However, already after his rise to power and the formation of the USSR, Vladimir Lenin and the Bolsheviks commenced reconsidering their approaches in favor of the practical expediency of separation from the state. Now, in their opinion, the right to secession should already be considered “from the standpoint of the interests of all social development and the interests of the class struggle of the proletariat for socialism” [5].

The Bolshevik-Leninist doctrine of self-determination had a great international resonance. The practical steps taken by the Bolsheviks to put it into practice in Russia could not help but impact the rest of the world, which was forced to recognize it after the October Revolution.

Despite the significant actualization of the problem of self-determination in the conditions of post-war settlement after World War I, the principle of self-determination in none of the developed and proposed versions — neither the Wilsonian moderate-liberal nor the Bolshevik radical one — was included in the 1919 Covenant of the League of Nations and never became a legal norm. As  A.A. Merezhko notes, “Both concepts of self-determination of nations, the radical Leninist and liberal Wilsonian ones, so efficiently neutralized each other that the 1919 Covenant of the League of Nations does not even mention the principle of self-determination” [6]. Overall, the doctrine of self-determination as a political rather than a legal principle had a significant impact for its time on the Interbellum international order.

National self-determination developed further (the third stage) after World War II in the context of the formation of a bipolar system of international relations.

The greatest influence on the further evolution of national self-determination in this period was the creation of the United Nations Organization. By the level of representation and the scale of its influence on world politics, the UN became quite a powerful instrument of influence on the entire world system of international relations. In addition, the emergence of the UN and all its subsequent activities led to the creation of a functioning international legal system.
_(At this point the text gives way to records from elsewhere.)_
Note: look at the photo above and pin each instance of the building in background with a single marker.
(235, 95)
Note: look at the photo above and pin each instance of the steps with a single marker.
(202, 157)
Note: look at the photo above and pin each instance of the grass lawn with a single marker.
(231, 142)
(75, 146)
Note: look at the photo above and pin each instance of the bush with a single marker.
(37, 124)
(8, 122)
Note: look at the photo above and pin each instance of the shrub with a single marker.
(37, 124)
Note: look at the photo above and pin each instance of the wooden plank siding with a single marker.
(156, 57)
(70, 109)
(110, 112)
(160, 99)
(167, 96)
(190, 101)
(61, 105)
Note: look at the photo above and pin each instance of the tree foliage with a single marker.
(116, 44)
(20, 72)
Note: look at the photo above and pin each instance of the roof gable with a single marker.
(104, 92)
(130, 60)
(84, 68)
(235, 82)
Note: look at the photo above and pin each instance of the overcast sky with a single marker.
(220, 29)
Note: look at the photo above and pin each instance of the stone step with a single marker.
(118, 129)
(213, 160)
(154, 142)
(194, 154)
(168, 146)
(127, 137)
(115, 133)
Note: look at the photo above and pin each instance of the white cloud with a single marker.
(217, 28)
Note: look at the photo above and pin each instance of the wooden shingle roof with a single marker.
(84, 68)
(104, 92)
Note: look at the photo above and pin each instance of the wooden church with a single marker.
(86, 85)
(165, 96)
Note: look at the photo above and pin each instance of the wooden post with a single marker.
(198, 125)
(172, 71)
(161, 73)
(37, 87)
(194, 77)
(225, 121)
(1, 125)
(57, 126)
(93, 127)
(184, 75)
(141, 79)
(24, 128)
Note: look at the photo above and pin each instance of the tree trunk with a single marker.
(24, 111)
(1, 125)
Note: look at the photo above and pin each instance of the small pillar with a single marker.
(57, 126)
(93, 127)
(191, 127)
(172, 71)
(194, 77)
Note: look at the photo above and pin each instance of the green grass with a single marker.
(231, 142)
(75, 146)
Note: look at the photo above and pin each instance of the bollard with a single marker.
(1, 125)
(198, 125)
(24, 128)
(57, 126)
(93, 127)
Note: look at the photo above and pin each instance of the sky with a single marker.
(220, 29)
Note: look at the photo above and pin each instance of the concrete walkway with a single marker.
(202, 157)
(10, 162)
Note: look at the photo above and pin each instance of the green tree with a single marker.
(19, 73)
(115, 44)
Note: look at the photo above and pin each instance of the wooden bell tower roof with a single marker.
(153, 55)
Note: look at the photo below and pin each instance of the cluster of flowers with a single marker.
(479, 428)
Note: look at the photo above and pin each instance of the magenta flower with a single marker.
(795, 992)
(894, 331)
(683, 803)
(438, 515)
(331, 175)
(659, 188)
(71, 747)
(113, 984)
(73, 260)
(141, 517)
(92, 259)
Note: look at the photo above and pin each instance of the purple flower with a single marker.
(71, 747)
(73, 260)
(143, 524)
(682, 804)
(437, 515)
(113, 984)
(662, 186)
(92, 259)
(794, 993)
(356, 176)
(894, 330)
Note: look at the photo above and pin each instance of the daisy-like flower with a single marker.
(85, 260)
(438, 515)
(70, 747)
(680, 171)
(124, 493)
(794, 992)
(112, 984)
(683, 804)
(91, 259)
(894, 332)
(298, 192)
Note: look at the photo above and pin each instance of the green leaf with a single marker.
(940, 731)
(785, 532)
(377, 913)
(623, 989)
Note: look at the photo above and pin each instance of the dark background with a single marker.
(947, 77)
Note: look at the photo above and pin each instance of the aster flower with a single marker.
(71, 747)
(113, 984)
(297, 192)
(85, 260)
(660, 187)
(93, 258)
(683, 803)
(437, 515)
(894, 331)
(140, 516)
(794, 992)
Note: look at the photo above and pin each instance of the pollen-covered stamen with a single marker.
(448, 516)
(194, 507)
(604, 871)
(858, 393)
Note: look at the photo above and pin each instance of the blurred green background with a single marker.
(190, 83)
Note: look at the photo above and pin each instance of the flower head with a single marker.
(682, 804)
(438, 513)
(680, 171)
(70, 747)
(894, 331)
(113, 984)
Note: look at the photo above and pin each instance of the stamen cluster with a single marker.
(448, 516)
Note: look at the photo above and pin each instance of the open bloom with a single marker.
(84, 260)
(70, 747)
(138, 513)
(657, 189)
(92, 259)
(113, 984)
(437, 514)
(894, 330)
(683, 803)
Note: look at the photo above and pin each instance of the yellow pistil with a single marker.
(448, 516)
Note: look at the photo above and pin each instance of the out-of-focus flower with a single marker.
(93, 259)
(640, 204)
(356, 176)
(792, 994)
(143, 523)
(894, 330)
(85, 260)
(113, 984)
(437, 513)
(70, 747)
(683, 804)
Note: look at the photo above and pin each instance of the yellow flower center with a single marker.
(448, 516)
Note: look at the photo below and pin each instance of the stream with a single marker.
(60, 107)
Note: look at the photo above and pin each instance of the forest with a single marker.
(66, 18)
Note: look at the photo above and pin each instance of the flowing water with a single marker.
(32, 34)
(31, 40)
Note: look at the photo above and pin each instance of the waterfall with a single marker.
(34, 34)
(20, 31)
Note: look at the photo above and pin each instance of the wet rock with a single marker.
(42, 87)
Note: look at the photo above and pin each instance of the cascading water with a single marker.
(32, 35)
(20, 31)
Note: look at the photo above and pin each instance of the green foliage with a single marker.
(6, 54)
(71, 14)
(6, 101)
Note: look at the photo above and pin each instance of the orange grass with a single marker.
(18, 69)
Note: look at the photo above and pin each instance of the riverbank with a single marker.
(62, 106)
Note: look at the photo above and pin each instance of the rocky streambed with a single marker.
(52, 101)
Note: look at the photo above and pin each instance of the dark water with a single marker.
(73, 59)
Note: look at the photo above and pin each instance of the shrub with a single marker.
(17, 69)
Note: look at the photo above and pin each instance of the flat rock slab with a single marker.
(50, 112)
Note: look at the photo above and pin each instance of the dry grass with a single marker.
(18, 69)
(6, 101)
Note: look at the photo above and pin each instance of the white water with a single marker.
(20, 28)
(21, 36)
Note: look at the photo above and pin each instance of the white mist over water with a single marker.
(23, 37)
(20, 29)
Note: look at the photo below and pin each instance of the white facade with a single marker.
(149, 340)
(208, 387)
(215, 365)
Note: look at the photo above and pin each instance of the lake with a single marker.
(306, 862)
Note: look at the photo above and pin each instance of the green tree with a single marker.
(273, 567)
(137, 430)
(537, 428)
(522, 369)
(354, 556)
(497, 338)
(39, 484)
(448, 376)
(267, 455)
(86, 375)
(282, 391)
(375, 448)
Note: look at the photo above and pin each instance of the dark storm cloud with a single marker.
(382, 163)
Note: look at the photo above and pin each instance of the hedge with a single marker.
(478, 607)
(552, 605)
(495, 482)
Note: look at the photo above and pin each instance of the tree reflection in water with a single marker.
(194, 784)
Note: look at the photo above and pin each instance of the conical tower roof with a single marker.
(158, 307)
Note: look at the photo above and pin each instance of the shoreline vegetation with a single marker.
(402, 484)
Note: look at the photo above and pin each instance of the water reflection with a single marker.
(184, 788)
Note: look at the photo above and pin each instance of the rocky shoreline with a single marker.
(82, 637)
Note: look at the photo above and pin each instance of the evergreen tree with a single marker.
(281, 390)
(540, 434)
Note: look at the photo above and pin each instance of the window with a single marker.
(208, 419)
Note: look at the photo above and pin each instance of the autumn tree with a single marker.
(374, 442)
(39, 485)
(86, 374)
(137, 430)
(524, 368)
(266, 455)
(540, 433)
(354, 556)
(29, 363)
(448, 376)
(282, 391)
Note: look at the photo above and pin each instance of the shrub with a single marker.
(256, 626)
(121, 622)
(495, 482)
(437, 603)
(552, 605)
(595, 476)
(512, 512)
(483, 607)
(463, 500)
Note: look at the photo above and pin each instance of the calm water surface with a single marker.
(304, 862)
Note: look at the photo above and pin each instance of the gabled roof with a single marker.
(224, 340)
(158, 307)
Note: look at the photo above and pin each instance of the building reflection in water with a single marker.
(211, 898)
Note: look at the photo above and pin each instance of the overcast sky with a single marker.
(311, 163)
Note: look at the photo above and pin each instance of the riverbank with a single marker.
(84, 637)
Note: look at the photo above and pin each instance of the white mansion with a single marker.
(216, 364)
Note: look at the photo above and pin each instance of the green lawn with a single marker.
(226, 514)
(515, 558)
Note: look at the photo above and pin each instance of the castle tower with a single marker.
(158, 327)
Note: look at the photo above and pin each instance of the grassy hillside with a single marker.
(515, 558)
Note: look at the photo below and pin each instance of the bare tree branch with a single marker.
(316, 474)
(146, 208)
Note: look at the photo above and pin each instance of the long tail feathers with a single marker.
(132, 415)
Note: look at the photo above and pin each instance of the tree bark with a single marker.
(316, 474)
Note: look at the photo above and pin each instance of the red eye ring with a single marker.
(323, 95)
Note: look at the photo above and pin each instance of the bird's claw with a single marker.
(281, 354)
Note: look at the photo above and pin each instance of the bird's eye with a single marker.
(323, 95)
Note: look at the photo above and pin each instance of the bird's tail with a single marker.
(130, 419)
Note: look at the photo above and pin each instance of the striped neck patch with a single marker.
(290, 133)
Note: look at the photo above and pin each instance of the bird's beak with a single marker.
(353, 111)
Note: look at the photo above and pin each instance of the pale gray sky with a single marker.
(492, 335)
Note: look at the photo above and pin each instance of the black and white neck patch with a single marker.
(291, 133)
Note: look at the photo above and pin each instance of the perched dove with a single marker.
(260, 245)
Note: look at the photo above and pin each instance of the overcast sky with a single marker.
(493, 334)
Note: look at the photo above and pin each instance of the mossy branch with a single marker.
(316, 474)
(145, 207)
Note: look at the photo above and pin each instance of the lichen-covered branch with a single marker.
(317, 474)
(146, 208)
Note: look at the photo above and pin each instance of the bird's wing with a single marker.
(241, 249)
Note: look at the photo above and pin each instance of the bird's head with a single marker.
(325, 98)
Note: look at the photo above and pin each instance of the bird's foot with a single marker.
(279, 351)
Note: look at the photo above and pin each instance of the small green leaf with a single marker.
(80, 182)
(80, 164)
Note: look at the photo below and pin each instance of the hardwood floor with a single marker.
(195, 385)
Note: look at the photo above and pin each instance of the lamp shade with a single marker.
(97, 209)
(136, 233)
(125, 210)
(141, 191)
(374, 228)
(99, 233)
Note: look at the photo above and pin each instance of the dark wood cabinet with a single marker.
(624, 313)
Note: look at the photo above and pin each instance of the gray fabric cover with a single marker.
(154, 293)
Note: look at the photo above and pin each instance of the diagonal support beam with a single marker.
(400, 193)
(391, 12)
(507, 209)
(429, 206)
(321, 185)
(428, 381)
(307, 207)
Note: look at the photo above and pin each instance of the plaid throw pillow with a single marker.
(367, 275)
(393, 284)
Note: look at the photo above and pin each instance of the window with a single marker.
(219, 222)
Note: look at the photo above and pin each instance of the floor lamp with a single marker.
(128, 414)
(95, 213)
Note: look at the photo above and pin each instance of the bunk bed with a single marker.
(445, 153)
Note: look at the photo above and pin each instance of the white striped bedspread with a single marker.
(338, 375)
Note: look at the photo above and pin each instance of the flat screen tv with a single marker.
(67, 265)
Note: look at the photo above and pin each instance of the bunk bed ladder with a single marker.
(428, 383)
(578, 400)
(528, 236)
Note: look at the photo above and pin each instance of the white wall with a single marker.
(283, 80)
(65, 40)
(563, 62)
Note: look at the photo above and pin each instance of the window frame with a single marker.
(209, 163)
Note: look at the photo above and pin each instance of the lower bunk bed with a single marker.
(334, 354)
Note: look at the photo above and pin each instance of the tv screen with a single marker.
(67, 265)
This process was given particular relevance as international legal documents were being actively developed. The main qualitative changes in the evolution of national self-determination at this stage were related to the active law-making activities of the UN.

The most important in this respect was the inclusion of an increasingly important provision on national self-determination in the Charter of the United Nations, where it was devised as “the principle of equal rights and self-determination of peoples.” It marked a new qualitative shift in global political and legal practice, when “self-determination turned from a vague political slogan into a legal principle” [7. P. 67].

The decision to include the principle of equal rights and self-determination in the UN Charter was not an uncomplicated one — at the initial stage of discussion, it was not supported by many states. Opponents focused their arguments on the claim that the principle of self-determination can be actively played by national minorities in the states where they live, which inevitably leads to the destabilization of the internal political situation. The representatives of multi-ethnic Belgium were the most active in insisting on this interpretation. According to the Egyptian delegation, the principle of self-determination could also justify armed interventions and seizures of foreign territories.

Despite objections, a comprehensive discussion in the preliminary commission resulted in a joint approach, declaring that the principles of equal rights of peoples and their self-determination are inextricably linked and must be enshrined in a single legal norm. It also pointed to the crucial role of this norm in the development of the entire system of international relations worldwide, and, above all, in the maintenance of peace and security. As a result, the principle of self-determination was included in the UN Charter.

The second major step toward the establishment of national self-determination as a working norm of international law was the Declaration on the Granting of Independence to Colonial Countries and Peoples, adopted by the UN General Assembly in 1960. The Declaration contained the essential thesis that colonialism as a political phenomenon impedes the development of international processes in virtually all spheres. It also hinders the development of the economic, social, and cultural life of colonial peoples dependent on metropolises. Colonialism, by its very existence, contradicts all the ideals and purposes for which the United Nations was founded. Several other resolutions adopted by the UN General Assembly have contained articles describing colonialism as a crime against humanity and a direct threat to universal peace and security.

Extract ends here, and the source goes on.